ALBA Roberto Saviano non è uno scrittore qualunque. È un antropologo: guarda la realtà come da un lontano pianeta, tentando di coglierne l’essenza per poterla poi trasformare. Perciò al teatro Giorgio Busca pare stupito di fronte alla folla: entrambe le sale aperte, oltre mille persone, difficoltà a trovare parcheggio. Un palcoscenico con al centro lo scrittore torinese Giuseppe Culicchia in dialogo col napoletano autore di Gomorra.

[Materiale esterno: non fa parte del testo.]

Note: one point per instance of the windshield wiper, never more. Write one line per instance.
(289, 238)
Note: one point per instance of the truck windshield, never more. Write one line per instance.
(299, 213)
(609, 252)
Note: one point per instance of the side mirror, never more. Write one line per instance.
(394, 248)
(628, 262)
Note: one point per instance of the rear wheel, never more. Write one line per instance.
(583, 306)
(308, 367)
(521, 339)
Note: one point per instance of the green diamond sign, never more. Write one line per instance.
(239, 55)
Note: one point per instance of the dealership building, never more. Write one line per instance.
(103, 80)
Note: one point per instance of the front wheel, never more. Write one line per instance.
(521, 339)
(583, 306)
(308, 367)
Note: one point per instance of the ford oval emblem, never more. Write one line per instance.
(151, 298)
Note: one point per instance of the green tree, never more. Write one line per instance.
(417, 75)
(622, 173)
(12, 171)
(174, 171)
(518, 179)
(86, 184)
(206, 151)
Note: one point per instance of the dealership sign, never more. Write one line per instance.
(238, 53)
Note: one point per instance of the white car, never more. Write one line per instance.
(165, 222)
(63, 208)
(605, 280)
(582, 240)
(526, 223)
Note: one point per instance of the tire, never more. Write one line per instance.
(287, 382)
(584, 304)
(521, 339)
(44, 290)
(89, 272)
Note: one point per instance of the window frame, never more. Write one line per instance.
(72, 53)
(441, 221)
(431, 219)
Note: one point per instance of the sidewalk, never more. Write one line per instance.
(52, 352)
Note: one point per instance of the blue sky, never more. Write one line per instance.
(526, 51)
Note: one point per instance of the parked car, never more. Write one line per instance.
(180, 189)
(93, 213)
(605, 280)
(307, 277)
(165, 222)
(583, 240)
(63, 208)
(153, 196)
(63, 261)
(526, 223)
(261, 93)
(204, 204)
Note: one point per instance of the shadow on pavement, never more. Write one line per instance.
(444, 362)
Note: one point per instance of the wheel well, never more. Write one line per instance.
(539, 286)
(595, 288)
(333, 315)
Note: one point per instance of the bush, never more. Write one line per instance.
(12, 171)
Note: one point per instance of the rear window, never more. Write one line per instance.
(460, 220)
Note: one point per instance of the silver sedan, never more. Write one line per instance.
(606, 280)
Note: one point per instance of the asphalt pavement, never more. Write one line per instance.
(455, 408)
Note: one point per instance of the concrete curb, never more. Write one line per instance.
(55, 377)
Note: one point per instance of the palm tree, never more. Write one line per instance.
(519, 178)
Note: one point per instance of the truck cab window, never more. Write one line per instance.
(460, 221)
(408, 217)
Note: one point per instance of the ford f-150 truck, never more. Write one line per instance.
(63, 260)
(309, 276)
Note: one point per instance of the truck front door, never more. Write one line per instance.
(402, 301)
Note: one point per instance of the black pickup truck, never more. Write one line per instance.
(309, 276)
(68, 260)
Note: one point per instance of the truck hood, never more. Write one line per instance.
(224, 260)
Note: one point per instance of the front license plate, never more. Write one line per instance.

Si parla dell’ultimo lavoro di Saviano La paranza dei bambini (Feltrinelli), che racconta le vicende criminali e omicide delle giovani bande napoletane. Perché questa calca, questa urgenza di ascoltare le sue parole? Forse perché lo scrittore incarna una storia: quella di un ragazzo che nella sua stanza scrive Gomorra. Il libro d’esordio. Finisce la stesura a 26 anni, Mondadori ne stampa 5mila copie e dopo pochi mesi il romanzo diventa epidemico: tutti lo vogliono leggere. Ma Saviano viene messo sotto scorta, Carabinieri che lo sorvegliano giorno e notte. I boss potrebbero uccidere il ragazzo che ha portato alla luce meccanismi prima reconditi. La tutela avrebbe dovuto durare due settimane, dopo 11 anni è ancora lì.
Dice l’autore: «È dura, ma quando vengo al Nord o in luoghi come Alba mi accorgo che ci sono città curiose e attente a ciò che succede fuori. Altre invece guardano solamente sé stesse, ciò che succede dentro».
La paranza dei bambini, il romanzo ispirato a un’inchiesta giudiziaria
«Il nuovo romanzo racconta una storia ispirata a un’inchiesta giudiziaria. È la vicenda di Nicolas, che nella realtà si chiamava Emanuele. L’idea che lo spingeva a delinquere era: “Ce la posso fare solo se faccio un mucchio di soldi”. Sapeva benissimo che sarebbe morto. Per capire come i bambini inizino a sparare è sufficiente citare i numeri: se investo mille euro nella Apple, l’anno seguente ne avrò 1.300, se l’azienda sarà andata bene. Se investo mille euro in cocaina, l’anno dopo il ritorno è 182mila euro. In nome di queste cifre si ammazza. Per comprendere i ragazzini criminali bisogna capire il contesto in cui vivono: in certi quartieri del Sud la disoccupazione è all’80 per cento, un inferno assoluto».
Un aneddoto: «Un giorno il capo di paranza girava con i suoi ragazzi. Chiese una sigaretta a un passante. Quello rispose: “Ma come, tu che sei il re di Napoli chiedi a me la sigaretta?”. Allora il capo della banda disse a uno scagnozzo: sparagli. E lui sparò. Queste cose sono all’ordine del giorno in certi luoghi».
Il finale svela un obiettivo ambizioso: «Ho imparato a cercare l’innocenza laddove non c’è, dove sembra esista solo brutalità. È l’unico modo per risolvere il problema. Anche la serie di Gomorra è costruita così. Vogliamo che il lettore o il telespettatore si chieda: quanto di questi criminali c’è anche in me?”».
Ognuno sembra vedere in Saviano quello che non è, quello che è e quello che vorrebbe essere. Lui sembra intuirlo, finisce l’incontro con una frase. Semplice: «Educare all’antimafia vuol dire educare alla felicità».